Zukünftige Wertsysteme müssen sehr konkret formuliert werden, sie müssen leicht verständliche Anweisungen zu praktischem Handeln ermöglichen und haben nichts zu tun mit Kalendersprüchen etwa der Art: “Edel sei der Mensch.” Der Mensch der Zukunft soll die Möglichkeit haben, in persönlicher Freiheit Denk- und Verhaltensformen zu entwickeln, die bisher unbekannt waren und so den Bereich menschlichen Erlebens vergrößern. Diese Freiheit darf nur dort eingeschränkt werden, wo die Existenz und Freiheit anderer Menschen geschädigt wird.

Wer sind die Betroffenen?

(Morscher, Edgar: Ethik und Technik. In: Neumaier (Hrsg.): Wissen und Gewissen, 1986)

Nicht nur die derzeit Lebenden sind von Entscheidungen und Entwicklungen heute betroffen, sondern auch die zukünftigen Generationen.
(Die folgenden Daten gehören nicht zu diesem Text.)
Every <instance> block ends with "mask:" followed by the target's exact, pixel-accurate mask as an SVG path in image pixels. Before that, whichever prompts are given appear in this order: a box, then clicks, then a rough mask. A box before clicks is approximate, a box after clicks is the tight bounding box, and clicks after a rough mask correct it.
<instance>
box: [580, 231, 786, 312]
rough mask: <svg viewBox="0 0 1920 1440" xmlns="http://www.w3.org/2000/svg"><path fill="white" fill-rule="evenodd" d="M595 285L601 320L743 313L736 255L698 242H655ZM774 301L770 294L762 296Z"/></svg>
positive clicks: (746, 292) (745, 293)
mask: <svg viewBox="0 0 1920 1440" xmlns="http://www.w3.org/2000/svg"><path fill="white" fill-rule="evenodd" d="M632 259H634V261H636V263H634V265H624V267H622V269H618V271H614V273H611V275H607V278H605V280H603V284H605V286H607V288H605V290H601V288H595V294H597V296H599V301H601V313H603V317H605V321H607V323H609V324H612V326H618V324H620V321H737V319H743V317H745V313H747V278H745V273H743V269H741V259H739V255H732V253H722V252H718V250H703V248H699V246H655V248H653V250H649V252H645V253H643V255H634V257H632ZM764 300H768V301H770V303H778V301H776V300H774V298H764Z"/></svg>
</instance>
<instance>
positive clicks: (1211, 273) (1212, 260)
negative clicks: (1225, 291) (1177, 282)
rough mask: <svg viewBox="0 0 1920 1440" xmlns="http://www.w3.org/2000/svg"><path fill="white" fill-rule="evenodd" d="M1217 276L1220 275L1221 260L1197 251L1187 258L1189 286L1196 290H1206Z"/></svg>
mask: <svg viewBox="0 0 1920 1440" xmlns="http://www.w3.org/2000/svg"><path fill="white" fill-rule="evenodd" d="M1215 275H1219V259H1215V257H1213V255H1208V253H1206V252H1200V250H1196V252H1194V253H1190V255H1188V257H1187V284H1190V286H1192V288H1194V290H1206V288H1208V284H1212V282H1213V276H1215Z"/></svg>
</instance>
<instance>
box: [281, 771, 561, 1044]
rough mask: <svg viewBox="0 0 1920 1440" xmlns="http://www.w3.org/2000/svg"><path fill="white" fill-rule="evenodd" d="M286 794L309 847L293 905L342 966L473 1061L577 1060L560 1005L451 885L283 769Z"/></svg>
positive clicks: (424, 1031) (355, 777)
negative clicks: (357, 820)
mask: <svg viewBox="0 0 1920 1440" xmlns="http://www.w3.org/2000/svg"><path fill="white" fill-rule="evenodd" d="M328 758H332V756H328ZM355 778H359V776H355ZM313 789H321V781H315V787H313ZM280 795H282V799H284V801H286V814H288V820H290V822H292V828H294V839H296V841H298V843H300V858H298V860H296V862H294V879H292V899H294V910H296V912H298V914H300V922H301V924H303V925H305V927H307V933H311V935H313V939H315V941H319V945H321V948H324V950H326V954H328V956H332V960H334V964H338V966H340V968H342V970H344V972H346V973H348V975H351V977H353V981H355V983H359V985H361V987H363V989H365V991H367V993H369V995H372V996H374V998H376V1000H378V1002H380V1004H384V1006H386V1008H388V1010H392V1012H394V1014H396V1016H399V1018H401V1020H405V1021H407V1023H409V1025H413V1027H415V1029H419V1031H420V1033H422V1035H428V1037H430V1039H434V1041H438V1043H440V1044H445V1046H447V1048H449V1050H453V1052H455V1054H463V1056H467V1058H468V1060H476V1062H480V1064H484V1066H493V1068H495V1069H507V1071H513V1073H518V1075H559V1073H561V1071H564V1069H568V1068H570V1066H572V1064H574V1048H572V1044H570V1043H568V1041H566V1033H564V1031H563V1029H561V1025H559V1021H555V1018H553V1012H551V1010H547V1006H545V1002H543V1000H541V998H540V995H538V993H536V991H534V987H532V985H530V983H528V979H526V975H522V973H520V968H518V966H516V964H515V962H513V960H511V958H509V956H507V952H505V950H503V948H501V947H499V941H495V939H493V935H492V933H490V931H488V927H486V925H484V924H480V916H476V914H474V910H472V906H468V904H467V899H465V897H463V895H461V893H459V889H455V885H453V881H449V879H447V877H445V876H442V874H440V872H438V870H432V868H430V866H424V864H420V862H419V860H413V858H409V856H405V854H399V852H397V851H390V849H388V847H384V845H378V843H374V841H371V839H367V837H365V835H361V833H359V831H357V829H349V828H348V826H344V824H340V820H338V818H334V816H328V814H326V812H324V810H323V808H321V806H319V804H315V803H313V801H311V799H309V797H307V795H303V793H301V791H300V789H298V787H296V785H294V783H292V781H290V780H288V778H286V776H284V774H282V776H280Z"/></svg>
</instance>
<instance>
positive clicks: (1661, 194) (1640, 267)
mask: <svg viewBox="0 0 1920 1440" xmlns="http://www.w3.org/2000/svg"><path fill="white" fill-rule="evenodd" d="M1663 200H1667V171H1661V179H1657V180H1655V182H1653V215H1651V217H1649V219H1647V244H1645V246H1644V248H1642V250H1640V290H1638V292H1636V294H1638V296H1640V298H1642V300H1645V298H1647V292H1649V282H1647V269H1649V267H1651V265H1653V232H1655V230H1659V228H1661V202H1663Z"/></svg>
Diese müssen daher in unsere ethischen Überlegungen mit eingebunden werden.

Außerdem sind nicht nur wir Menschen davon betroffen, sondern auch nicht-menschliche Lebewesen (Tiere und Pfianzen) [...]. Neben [...] “Einzelwesen” der Natur treten auch noch ganze Systeme wie Tierarten, Landschaften, Biotope usw. Auch sie sind als mögliche Betroffene in ethische Überlegungen mit einzubeziehen.

Das ist ein neuer Aspekt der heutigen Ethik gegenüber der früheren, die eindeutig anthropozentrisch war und alle moralischen Fragen ausschließlich auf den Menschen zugeschnitten und von ihm her beurteilt hat. Nunmehr werden auch nicht-menschliche Wesen, insbesondere Tiere als moralische Objekte aufgefasst.

Dazu kommt noch ein weiterer grundsätzlicher Schritt, der die Lösung von der alten, anthropozentrischen Ethik vervollständigt: Die Einbeziehung der Tiere und anderer nicht-menschlicher Lebewesen erfolgte zunächst nur im Hinblick darauf, dass sie dem Menschen nützen oder ihn erfreuen und dadurch zu seinem körperlichen sowie geistig-emotionellen Wohlbefinden beitragen. So erhielten Tiere und andere nicht-menschliche Wesen zwar einen Stellenwert in der Ethik, die aber im Kern zunächst immer noch anthropozentrisch blieb: Nicht-menschliche Naturwesen verdanken hierbei nämlich ihren moralischen Wert letztlich doch wieder dem Menschen; einzelne Tiere und Pflanzen sowie ganze Arten erscheinen als erhaltenswert und bekommen deshalb einen moralischen Status, weil wir uns - wenn wir sie schon nicht für uns nützen - wenigstens an ihnen erfreuen können und auch unseren Nachfahren dieses Erlebnis nicht vorenthalten wollen. Der wirklich entscheidende Schritt besteht aber darin, auch ein nicht-menschliches Naturwesen als moralisches Subjekt sui generis1) zu betrachten, dem unabhängig von Nutzen und Freude, die es den Menschen beschert, moralische Rechte einfach deshafb zukommen, weil es gewisse Eigenschaften hat wie etwa: leidensfähig zu sein, bis zu einem gewissen Grad Bewusstsein entwickelt zu haben usw.